1. System (10; 10') for the automated harmonization of structured data from different acquisition devices, comprising the following components: an input for an input data set (14) with heterogeneous data in an acquisition device-specific structure, a harmonization module (16) which contains a harmonization model embodies, which is machine-generated and configured to convert a respective input data record in its respective acquisition device-specific structure into a harmonized data record (18) in a predetermined, globally uniform structure of the system (10), a pre-processing module (20), which embodies a pre-processing model , which is automatically generated and configured to convert data from a harmonized data set (18) in the globally uniform structure into pre-processed data in a model-specific data structure (22), in particular to carry out a feature reduction, and a Automated processing device (24), which is configured to automatically process data sets (22) with pre-processed data in the model-specific data structure, in particular to classify and to train the harmonization module (16) and/or the pre-processing module (20) in a possible processing inaccuracy (loss ) to generate a representative loss measure and to optionally output it to the harmonization module (16) or the preprocessing module (20).

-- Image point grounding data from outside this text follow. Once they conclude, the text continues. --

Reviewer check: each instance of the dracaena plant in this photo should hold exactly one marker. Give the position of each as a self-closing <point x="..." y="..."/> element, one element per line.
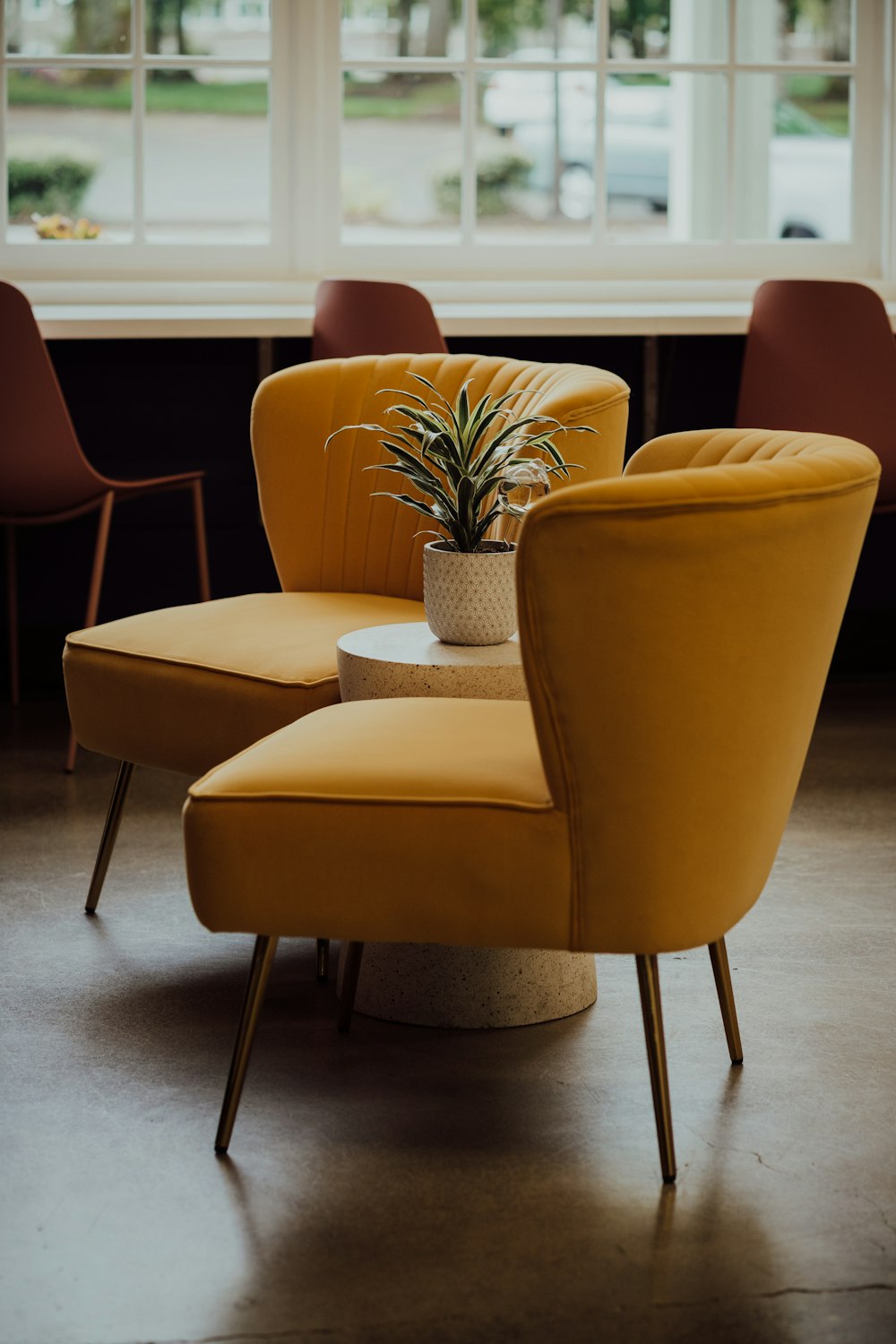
<point x="460" y="457"/>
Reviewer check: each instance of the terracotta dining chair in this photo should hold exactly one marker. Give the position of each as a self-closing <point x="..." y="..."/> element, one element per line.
<point x="45" y="476"/>
<point x="676" y="628"/>
<point x="821" y="355"/>
<point x="187" y="687"/>
<point x="373" y="317"/>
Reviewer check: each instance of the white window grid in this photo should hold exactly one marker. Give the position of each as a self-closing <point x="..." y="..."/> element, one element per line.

2. System according to claim 1, in which the harmonization module (16) embodies a trained neural network, in particular a multi-layer fully networked perceptron or a deep Q network.

3. System according to claim 1 or 2, in which the pre-processing module (20) embodies a trained neural network, in particular an autoencoder.

The system of at least one of claims 1 to 3, wherein a harmonization module (16) is connected to a plurality of pre-processing modules (20) and each of the pre-processing modules (20) is connected to an automated processing facility (24).

A system according to at least one of claims 1 to 4, wherein the or each automated processing means (24) is at least temporarily connected to the harmonization module (16) for providing feedback thereto.

6. System according to at least one of claims 1 to 5, in which the or each automated processing device (24) is at least temporarily connected to the upstream preprocessing module (20) in order to provide feedback thereto.

7. System according to at least one of claims 1 to 6, in which the pre-processing module (20) is configured to convert data from a partial data set of a harmonized data set (18) into a partial data set in which the data are present with reduced features.

8. System according to at least one of claims 1 to 7, which additionally has a module, in particular a transformer module (30), for generating a low-level representation (32) of a respective input data set (14).

9. System according to claim 8, which additionally has a second module, in particular a transformer module (34), for generating a plurality of low-level representations (36) of a harmonized data structure (18) and a pattern matching module (38). , which is configured to determine that one of the feature-reduced, abstracted representations (36) of the global target structure in question that best matches the low-level representation (32) of the input data set (14).

10. Network of several systems according to claims 1 to 9, which are connected to one another to exchange parameter data sets containing parameter values that represent weights generated by training of the harmonization or preprocessing models embodied by the harmonization or preprocessing modules in order to form a federated or enable collaborative machine learning.